Normalization talks between Turkey & Israel reach roadblock

Gov’t sources from Jerusalem say Ankara’s insistence on calling payments to the families of the Mavi Marmara victims “punitive damages” and not “compensation” brought the negotiations to a halt.

By Shlomo Cesana

 

Government officials have signaled that Israel’s efforts to normalize its diplomatic relations with Turkey have failed.

Still not seeing eye to eye, Prime Minister Benjamin Netanyahu (left) and Turkish Prime Minister Recep Tayyip Erdogan – Photo: Reuters

Israel-Turkey relations soured in May 2010, when Israeli naval commandos boarded the ship Mavi Marmara to enforce Israel’s naval blockade on the Gaza Strip. The commandos were attacked by the passengers on board and the ensuing clash left nine Turkish nationals dead and several Israeli soldiers wounded.

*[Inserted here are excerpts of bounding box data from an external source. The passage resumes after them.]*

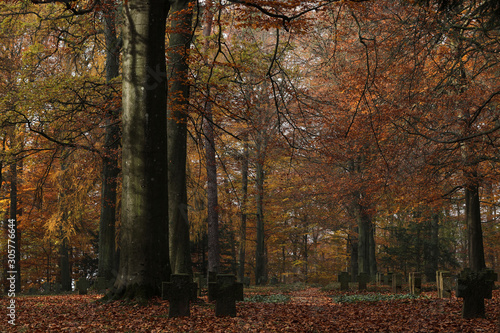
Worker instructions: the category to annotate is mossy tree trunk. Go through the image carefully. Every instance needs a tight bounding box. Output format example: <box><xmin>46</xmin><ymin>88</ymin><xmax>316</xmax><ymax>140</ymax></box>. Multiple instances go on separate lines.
<box><xmin>107</xmin><ymin>0</ymin><xmax>170</xmax><ymax>301</ymax></box>
<box><xmin>167</xmin><ymin>0</ymin><xmax>193</xmax><ymax>274</ymax></box>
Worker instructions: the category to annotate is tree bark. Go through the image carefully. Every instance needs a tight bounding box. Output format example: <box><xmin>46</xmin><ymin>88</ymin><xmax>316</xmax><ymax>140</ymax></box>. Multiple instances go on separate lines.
<box><xmin>203</xmin><ymin>1</ymin><xmax>220</xmax><ymax>273</ymax></box>
<box><xmin>109</xmin><ymin>0</ymin><xmax>170</xmax><ymax>301</ymax></box>
<box><xmin>167</xmin><ymin>0</ymin><xmax>193</xmax><ymax>274</ymax></box>
<box><xmin>238</xmin><ymin>137</ymin><xmax>249</xmax><ymax>282</ymax></box>
<box><xmin>98</xmin><ymin>1</ymin><xmax>120</xmax><ymax>280</ymax></box>
<box><xmin>465</xmin><ymin>182</ymin><xmax>486</xmax><ymax>272</ymax></box>
<box><xmin>255</xmin><ymin>147</ymin><xmax>267</xmax><ymax>285</ymax></box>
<box><xmin>9</xmin><ymin>160</ymin><xmax>21</xmax><ymax>293</ymax></box>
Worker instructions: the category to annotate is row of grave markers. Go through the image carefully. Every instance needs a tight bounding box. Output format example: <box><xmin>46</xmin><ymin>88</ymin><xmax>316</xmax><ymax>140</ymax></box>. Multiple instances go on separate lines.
<box><xmin>338</xmin><ymin>269</ymin><xmax>498</xmax><ymax>298</ymax></box>
<box><xmin>162</xmin><ymin>274</ymin><xmax>244</xmax><ymax>318</ymax></box>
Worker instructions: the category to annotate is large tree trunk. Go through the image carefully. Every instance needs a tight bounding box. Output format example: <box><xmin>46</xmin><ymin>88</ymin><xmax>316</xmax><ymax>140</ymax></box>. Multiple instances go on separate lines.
<box><xmin>424</xmin><ymin>213</ymin><xmax>439</xmax><ymax>282</ymax></box>
<box><xmin>109</xmin><ymin>0</ymin><xmax>171</xmax><ymax>301</ymax></box>
<box><xmin>98</xmin><ymin>1</ymin><xmax>120</xmax><ymax>280</ymax></box>
<box><xmin>8</xmin><ymin>160</ymin><xmax>21</xmax><ymax>293</ymax></box>
<box><xmin>255</xmin><ymin>152</ymin><xmax>267</xmax><ymax>285</ymax></box>
<box><xmin>167</xmin><ymin>0</ymin><xmax>193</xmax><ymax>274</ymax></box>
<box><xmin>59</xmin><ymin>236</ymin><xmax>71</xmax><ymax>291</ymax></box>
<box><xmin>203</xmin><ymin>5</ymin><xmax>220</xmax><ymax>274</ymax></box>
<box><xmin>238</xmin><ymin>137</ymin><xmax>249</xmax><ymax>282</ymax></box>
<box><xmin>465</xmin><ymin>182</ymin><xmax>486</xmax><ymax>272</ymax></box>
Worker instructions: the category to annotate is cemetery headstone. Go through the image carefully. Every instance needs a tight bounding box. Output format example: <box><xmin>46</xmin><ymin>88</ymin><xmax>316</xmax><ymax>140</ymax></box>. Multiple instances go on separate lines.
<box><xmin>384</xmin><ymin>272</ymin><xmax>392</xmax><ymax>286</ymax></box>
<box><xmin>392</xmin><ymin>273</ymin><xmax>403</xmax><ymax>294</ymax></box>
<box><xmin>408</xmin><ymin>272</ymin><xmax>422</xmax><ymax>295</ymax></box>
<box><xmin>208</xmin><ymin>272</ymin><xmax>217</xmax><ymax>302</ymax></box>
<box><xmin>338</xmin><ymin>272</ymin><xmax>351</xmax><ymax>290</ymax></box>
<box><xmin>436</xmin><ymin>271</ymin><xmax>452</xmax><ymax>298</ymax></box>
<box><xmin>76</xmin><ymin>277</ymin><xmax>90</xmax><ymax>295</ymax></box>
<box><xmin>375</xmin><ymin>273</ymin><xmax>384</xmax><ymax>286</ymax></box>
<box><xmin>54</xmin><ymin>283</ymin><xmax>62</xmax><ymax>294</ymax></box>
<box><xmin>457</xmin><ymin>269</ymin><xmax>498</xmax><ymax>319</ymax></box>
<box><xmin>358</xmin><ymin>273</ymin><xmax>370</xmax><ymax>290</ymax></box>
<box><xmin>94</xmin><ymin>277</ymin><xmax>110</xmax><ymax>292</ymax></box>
<box><xmin>213</xmin><ymin>274</ymin><xmax>239</xmax><ymax>317</ymax></box>
<box><xmin>42</xmin><ymin>282</ymin><xmax>50</xmax><ymax>294</ymax></box>
<box><xmin>195</xmin><ymin>273</ymin><xmax>207</xmax><ymax>296</ymax></box>
<box><xmin>243</xmin><ymin>276</ymin><xmax>250</xmax><ymax>288</ymax></box>
<box><xmin>162</xmin><ymin>274</ymin><xmax>196</xmax><ymax>318</ymax></box>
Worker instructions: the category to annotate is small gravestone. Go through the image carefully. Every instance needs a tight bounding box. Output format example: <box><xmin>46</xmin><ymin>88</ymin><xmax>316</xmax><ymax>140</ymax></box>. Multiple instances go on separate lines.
<box><xmin>194</xmin><ymin>273</ymin><xmax>207</xmax><ymax>297</ymax></box>
<box><xmin>392</xmin><ymin>273</ymin><xmax>403</xmax><ymax>294</ymax></box>
<box><xmin>42</xmin><ymin>282</ymin><xmax>50</xmax><ymax>294</ymax></box>
<box><xmin>243</xmin><ymin>276</ymin><xmax>250</xmax><ymax>288</ymax></box>
<box><xmin>212</xmin><ymin>274</ymin><xmax>239</xmax><ymax>317</ymax></box>
<box><xmin>408</xmin><ymin>272</ymin><xmax>422</xmax><ymax>295</ymax></box>
<box><xmin>94</xmin><ymin>277</ymin><xmax>110</xmax><ymax>292</ymax></box>
<box><xmin>54</xmin><ymin>283</ymin><xmax>62</xmax><ymax>294</ymax></box>
<box><xmin>162</xmin><ymin>274</ymin><xmax>196</xmax><ymax>318</ymax></box>
<box><xmin>338</xmin><ymin>272</ymin><xmax>351</xmax><ymax>290</ymax></box>
<box><xmin>436</xmin><ymin>271</ymin><xmax>452</xmax><ymax>298</ymax></box>
<box><xmin>375</xmin><ymin>273</ymin><xmax>384</xmax><ymax>287</ymax></box>
<box><xmin>384</xmin><ymin>272</ymin><xmax>393</xmax><ymax>286</ymax></box>
<box><xmin>208</xmin><ymin>272</ymin><xmax>217</xmax><ymax>302</ymax></box>
<box><xmin>457</xmin><ymin>269</ymin><xmax>498</xmax><ymax>319</ymax></box>
<box><xmin>76</xmin><ymin>277</ymin><xmax>90</xmax><ymax>295</ymax></box>
<box><xmin>358</xmin><ymin>273</ymin><xmax>370</xmax><ymax>290</ymax></box>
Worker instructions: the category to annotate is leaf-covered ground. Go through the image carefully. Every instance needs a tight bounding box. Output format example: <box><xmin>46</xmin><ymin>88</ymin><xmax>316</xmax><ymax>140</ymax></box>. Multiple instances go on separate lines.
<box><xmin>0</xmin><ymin>288</ymin><xmax>500</xmax><ymax>333</ymax></box>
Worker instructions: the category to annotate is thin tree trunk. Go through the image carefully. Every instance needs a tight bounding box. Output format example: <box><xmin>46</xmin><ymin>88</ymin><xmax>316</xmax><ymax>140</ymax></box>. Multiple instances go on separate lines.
<box><xmin>109</xmin><ymin>0</ymin><xmax>170</xmax><ymax>301</ymax></box>
<box><xmin>59</xmin><ymin>237</ymin><xmax>71</xmax><ymax>291</ymax></box>
<box><xmin>167</xmin><ymin>0</ymin><xmax>193</xmax><ymax>274</ymax></box>
<box><xmin>8</xmin><ymin>160</ymin><xmax>21</xmax><ymax>293</ymax></box>
<box><xmin>203</xmin><ymin>1</ymin><xmax>220</xmax><ymax>273</ymax></box>
<box><xmin>255</xmin><ymin>154</ymin><xmax>267</xmax><ymax>285</ymax></box>
<box><xmin>465</xmin><ymin>184</ymin><xmax>486</xmax><ymax>272</ymax></box>
<box><xmin>238</xmin><ymin>136</ymin><xmax>249</xmax><ymax>282</ymax></box>
<box><xmin>98</xmin><ymin>1</ymin><xmax>120</xmax><ymax>280</ymax></box>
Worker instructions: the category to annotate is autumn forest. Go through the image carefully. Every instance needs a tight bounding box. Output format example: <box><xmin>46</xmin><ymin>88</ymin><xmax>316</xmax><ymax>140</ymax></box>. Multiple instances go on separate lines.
<box><xmin>0</xmin><ymin>0</ymin><xmax>500</xmax><ymax>332</ymax></box>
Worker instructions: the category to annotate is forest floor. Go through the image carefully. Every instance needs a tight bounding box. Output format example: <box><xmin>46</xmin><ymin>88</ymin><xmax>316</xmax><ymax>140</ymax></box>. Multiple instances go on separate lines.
<box><xmin>0</xmin><ymin>286</ymin><xmax>500</xmax><ymax>333</ymax></box>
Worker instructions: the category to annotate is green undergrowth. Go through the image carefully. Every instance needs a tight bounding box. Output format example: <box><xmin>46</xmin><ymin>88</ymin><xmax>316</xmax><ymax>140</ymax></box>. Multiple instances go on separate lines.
<box><xmin>245</xmin><ymin>294</ymin><xmax>290</xmax><ymax>303</ymax></box>
<box><xmin>331</xmin><ymin>293</ymin><xmax>429</xmax><ymax>303</ymax></box>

During U.S. President Barack Obama’s visit to Israel in March, Obama arranged a phone call between Prime Minister Benjamin Netanyahu and Turkish Prime Minister Recep Tayyip Erdogan, during which Netanyahu apologized for the deaths of the Turkish citizens during the Marmara raid.

Israel and Turkey agreed to start negotiations with the stated goal of bring relations back to normal, including returning ambassadors to Ankara and Tel Aviv.

The negotiations, however, failed to produce an agreement. According to government sources, the two issues that caused the talks to deadlock were the amount of compensation the Turkish victims’ families would be paid and the very definition of the restitution payment. A compromise could have been reached over the sum to be paid, the source said, but the root of them problem was Turkey’s insistence on calling the payments “punitive damages” and not “compensation,” which carries different legal ramifications to which Israel could not agree.

Since the breakdown of relations Erdogan has often been a vociferous critic of Jerusalem. Last week the Turkish prime minister accused Israel of being behind the July 3 military coup in Egypt, saying he had evidence of the Jewish state’s involvement in the overthrow of Egypt’s Islamist former President Mohammed Morsi.

Erdogan said his evidence of the Israeli plot was a meeting between a “Jewish intellectual” and the justice minister in France, where the intellectual said the Muslim Brotherhood would lose power even if it were democratically elected. Erdogan’s statement led MK Avigdor Lieberman to compare him to Nazi Propaganda Minister Joseph Goebbels.